Reputation: 55
I have this DataFrame in Pandas:
Age InterventionType PrimaryPurpose
0 [Adult, Senior] Device Treatment
1 [Child, Adult, Senior] Drug Basic Science
2 [Adult, Senior] Drug Treatment
3 [Adult, Senior] NaN NaN
4 [Adult, Senior] Other NaN
And want to to pivot on InterventionType, such that I get:
Drug Adult 2
Senior 2
Child 1
Device Adult 1
Senior 1
Other Adult 1
Senior 1
How do I accomplish this? Also, is it non-standard for my DataFrame to have lists?

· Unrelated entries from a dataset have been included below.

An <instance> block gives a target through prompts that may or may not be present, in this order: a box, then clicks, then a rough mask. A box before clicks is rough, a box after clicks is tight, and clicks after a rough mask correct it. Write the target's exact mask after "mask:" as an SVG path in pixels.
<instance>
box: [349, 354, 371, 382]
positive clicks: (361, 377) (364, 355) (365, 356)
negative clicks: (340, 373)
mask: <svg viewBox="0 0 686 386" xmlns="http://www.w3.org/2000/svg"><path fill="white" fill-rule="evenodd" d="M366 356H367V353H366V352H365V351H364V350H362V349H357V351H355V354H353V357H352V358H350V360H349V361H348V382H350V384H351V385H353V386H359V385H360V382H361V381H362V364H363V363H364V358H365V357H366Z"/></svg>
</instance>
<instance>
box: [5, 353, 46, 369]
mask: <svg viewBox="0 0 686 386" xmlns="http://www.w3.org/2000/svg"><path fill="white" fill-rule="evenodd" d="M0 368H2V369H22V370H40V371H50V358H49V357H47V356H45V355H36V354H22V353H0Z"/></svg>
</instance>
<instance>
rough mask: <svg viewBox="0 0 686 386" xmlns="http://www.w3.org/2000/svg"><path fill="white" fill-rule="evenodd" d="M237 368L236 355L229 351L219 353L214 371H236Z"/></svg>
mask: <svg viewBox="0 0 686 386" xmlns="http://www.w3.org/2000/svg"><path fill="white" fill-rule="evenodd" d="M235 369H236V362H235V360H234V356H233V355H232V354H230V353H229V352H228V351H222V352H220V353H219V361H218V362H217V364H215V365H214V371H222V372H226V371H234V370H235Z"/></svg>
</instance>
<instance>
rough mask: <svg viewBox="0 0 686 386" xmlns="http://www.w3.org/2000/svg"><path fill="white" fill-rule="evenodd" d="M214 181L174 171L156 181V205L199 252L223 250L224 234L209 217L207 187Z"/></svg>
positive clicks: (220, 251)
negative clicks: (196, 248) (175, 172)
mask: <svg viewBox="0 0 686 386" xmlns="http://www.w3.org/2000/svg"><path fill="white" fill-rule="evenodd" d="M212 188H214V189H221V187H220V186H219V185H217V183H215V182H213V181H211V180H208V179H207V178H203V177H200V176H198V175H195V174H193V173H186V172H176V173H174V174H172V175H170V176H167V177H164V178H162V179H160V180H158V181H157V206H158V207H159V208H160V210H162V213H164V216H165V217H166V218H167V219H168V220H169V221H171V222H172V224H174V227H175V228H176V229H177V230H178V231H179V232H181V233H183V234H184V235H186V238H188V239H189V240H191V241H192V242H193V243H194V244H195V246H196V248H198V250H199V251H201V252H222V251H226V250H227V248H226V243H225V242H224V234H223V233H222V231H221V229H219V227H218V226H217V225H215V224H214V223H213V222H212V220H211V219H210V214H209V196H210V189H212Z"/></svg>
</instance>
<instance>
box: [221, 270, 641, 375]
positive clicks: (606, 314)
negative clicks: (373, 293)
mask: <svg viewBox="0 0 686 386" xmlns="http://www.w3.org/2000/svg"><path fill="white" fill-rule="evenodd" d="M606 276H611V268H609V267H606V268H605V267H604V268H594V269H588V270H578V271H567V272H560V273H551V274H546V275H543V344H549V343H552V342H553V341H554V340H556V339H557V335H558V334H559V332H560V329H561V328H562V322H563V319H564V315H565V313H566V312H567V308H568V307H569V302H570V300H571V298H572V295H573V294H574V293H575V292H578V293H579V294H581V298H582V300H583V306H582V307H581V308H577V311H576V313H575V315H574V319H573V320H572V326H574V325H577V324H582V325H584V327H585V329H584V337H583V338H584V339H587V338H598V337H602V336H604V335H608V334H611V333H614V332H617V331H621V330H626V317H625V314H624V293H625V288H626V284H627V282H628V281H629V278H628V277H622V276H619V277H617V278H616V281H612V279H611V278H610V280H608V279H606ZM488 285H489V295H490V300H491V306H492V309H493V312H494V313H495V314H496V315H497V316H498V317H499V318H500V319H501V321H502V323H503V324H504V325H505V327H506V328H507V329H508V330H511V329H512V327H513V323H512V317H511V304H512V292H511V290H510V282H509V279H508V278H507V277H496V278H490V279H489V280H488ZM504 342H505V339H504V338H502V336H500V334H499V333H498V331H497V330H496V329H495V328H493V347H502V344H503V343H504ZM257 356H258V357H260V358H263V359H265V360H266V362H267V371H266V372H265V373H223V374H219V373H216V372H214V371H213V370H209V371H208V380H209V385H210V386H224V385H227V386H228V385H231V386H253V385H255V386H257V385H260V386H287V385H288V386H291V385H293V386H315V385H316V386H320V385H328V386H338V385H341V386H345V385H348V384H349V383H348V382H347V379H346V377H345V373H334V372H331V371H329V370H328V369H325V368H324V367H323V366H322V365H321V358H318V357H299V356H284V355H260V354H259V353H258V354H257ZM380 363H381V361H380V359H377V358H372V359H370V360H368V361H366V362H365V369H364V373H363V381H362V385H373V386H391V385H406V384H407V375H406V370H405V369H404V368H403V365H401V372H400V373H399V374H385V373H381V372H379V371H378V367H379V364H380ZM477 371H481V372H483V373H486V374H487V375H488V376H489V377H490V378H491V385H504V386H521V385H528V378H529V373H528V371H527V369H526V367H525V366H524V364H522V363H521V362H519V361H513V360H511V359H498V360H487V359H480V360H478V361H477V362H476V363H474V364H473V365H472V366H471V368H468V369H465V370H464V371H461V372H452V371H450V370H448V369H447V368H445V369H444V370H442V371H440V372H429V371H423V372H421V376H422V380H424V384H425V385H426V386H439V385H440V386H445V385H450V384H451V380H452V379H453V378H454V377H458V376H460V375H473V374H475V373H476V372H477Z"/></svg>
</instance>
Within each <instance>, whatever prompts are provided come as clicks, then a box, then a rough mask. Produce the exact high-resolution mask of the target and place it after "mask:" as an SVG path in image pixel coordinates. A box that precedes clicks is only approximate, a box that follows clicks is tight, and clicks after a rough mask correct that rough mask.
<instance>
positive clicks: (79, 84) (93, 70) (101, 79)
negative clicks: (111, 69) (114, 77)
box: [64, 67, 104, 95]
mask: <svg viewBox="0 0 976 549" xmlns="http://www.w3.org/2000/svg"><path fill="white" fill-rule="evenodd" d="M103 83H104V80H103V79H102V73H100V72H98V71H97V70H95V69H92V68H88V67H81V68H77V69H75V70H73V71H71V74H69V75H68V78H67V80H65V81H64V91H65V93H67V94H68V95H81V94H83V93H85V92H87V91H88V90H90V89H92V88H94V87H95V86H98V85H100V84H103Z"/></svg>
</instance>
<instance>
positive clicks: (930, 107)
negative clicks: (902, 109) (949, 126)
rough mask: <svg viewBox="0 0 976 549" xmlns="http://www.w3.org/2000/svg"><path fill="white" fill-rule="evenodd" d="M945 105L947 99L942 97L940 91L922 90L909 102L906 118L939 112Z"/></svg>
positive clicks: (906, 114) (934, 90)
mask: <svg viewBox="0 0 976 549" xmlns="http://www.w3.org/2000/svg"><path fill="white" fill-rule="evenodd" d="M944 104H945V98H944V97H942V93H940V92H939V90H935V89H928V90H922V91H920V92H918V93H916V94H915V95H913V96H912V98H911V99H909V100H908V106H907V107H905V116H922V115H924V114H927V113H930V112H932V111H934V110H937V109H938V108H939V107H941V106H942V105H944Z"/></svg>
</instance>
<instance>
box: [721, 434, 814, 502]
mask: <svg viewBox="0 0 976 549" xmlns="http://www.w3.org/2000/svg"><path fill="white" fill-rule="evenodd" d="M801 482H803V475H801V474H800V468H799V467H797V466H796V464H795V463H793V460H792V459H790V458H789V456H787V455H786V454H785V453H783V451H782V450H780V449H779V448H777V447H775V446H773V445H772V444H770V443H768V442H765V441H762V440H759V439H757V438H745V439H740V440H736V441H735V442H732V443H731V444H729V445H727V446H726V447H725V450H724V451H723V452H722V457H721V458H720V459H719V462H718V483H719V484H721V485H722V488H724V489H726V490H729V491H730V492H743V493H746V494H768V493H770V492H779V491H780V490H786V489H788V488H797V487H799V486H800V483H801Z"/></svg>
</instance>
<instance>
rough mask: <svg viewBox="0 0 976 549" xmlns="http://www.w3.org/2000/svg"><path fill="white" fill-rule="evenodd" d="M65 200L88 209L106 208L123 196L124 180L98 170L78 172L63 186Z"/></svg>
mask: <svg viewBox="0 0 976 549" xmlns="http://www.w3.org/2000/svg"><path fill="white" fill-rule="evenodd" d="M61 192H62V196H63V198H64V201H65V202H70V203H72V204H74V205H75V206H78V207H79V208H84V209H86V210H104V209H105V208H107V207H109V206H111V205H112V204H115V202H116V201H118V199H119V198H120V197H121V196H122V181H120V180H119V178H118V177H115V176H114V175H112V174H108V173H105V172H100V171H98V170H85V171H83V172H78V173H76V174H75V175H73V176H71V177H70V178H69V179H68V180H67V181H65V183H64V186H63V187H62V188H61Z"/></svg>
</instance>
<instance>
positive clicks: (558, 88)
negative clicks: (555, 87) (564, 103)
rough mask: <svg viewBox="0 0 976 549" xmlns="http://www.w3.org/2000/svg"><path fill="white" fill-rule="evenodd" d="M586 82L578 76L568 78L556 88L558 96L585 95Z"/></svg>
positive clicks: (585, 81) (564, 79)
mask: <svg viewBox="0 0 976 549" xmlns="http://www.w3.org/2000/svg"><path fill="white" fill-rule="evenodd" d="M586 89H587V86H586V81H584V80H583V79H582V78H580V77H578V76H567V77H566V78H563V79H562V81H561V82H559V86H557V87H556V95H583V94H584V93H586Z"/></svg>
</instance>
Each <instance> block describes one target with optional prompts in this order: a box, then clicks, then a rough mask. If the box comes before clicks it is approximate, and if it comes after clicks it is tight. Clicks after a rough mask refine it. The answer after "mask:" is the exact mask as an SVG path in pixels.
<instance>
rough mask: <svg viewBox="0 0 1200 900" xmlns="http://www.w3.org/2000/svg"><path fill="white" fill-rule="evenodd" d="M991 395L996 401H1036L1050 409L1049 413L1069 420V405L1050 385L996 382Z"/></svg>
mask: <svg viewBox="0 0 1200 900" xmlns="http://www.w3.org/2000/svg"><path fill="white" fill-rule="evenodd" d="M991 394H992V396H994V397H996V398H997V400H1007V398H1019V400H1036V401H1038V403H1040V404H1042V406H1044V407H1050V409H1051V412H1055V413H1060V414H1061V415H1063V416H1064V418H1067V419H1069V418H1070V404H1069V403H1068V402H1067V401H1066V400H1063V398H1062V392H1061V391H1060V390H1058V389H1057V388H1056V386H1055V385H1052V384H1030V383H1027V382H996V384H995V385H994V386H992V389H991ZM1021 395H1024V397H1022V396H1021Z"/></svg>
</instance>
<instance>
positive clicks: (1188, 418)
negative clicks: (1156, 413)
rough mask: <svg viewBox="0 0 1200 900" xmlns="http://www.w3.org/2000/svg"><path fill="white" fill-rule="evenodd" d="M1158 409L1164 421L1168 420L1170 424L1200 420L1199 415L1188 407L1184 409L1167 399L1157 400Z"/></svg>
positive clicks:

If so, what is a good practice to "de-list" the lists?
Upvotes: 1
Views: 1617
Reputation: 848
You can use explode()
followed by groupby()
import numpy as np
import pandas as pd
Age = [["Adult", "Senior"],
["Child", "Adult", "Senior"],
["Adult", "Senior"],
["Adult", "Senior"],
["Adult", "Senior"]]
InterventionType = ["Device", "Drug", "Drug", np.NaN, "Other"]
PrimaryPurpose = ["Treatment", "Basic Science", "Treatment", np.NaN, np.NaN]
df = pd.DataFrame({"Age": Age,
"InterventionType": InterventionType,
"PrimaryPurpose": PrimaryPurpose})
df1 = df.explode("Age")
df1.groupby(["InterventionType", "Age"])[["InterventionType"]].count()\
.rename(columns = {"InterventionType": "Count"})
Out[29]:
Count
InterventionType Age
Device Adult 1
Senior 1
Drug Adult 2
Child 1
Senior 2
Other Adult 1
Senior 1
Upvotes: 1
Reputation: 41
Assuming that your DataFrame is called df
, you can do the following,
pd.DataFrame(
df["Age"].values.tolist(),
index=df["InterventionType"]
).stack().reset_index().drop("level_1", axis=1).groupby(["InterventionType", 0]).size()
Will return the following,
InterventionType 0
Device Adult 1
Senior 1
Drug Adult 2
Child 1
Senior 2
Other Adult 1
Senior 1
dtype: int64
This is a Pandas Series with a MultiIndex. The index names from the code above are "InterventionType" and 0, however these can be easily changed.
Upvotes: 0